Gambling firms have to now think about the long term goals here. The old ways are becoming less profitable and don’t have the same appeal for the general public. Instead, operators have to focus their efforts on something more interactive, and something that fans can engage with beyond the 90 minutes of a football match. Previously, a lot of the emphasis was on winning over new players and gaining customers from other brands. The goal was really about finding those fresh sports fans with welcome bonuses, seasonal games, and promotional offers to beat the competition.

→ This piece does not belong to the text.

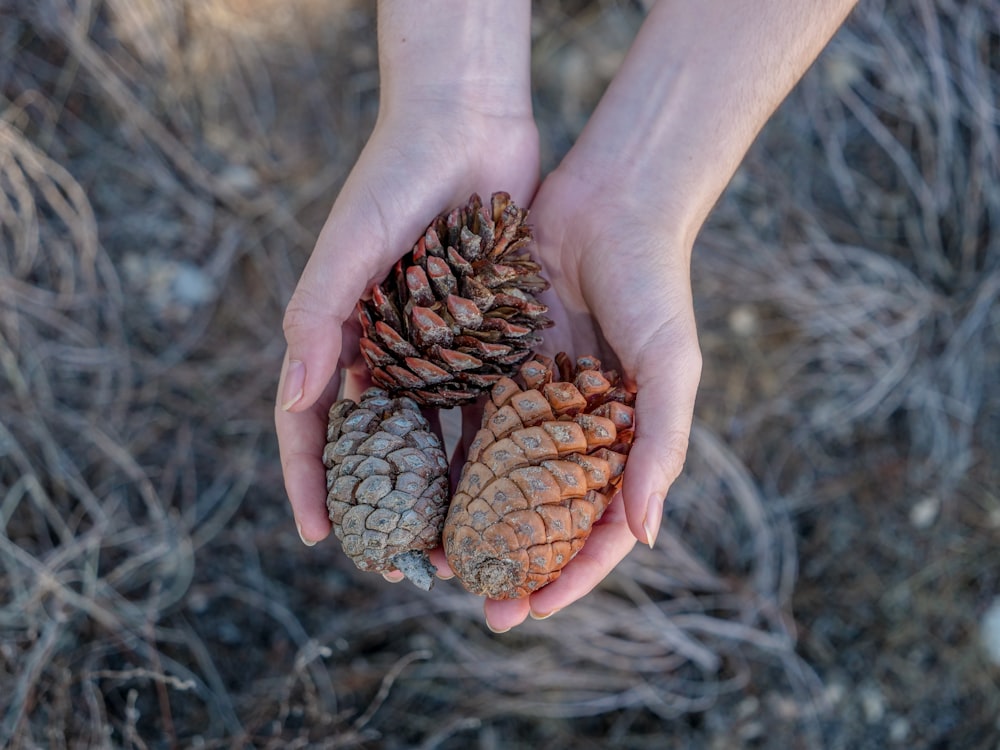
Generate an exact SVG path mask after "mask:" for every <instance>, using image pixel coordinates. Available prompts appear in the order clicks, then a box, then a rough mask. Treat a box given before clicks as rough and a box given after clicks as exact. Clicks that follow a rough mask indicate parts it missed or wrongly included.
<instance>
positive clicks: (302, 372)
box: [281, 359, 306, 411]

Engagement, Content and Interactive Experiences
Beating the competition is still important here, but now the goal is not to bring in as many users as possible. With limited ads and welcome bonus initiatives, the emphasis should turn to player retention and winning loyalty. Instead of meaty sign up bonuses, the focus should turn to creating engaging in-house content hubs, exclusive benefits and tiered rewards for longterm users, and more quick mobile functionality. UK brands could learn from top American sportsbooks like Caesars and BetMGM that have associated VIP rewards tied to their casino resorts. Or, the likes of DraftKings and FanDuel which have unique TV networks, podcasts and content for sports bettors. Or, take on the Fanatics approach and tie betting products to sports merch, with a loyalty system that can see users earn rewards from buying merch to use on sports betting – or vice versa.
The driving force here is to build something that goes beyond betting, and in a way that captivates the UK public. What works in America may not exactly transfer seamlessly to the UK, but similar player-centric experiences and gamified sports betting products can certainly boost the gambling operators’ chances. Plus, utilizing channels such as social media and streamers not just to promote brand visibility but as a driver to engage users, could be a way to stay ahead and monetize alternative sources of engagement, plus win longterm loyalty to offset the ever reducing impact of gambling ads.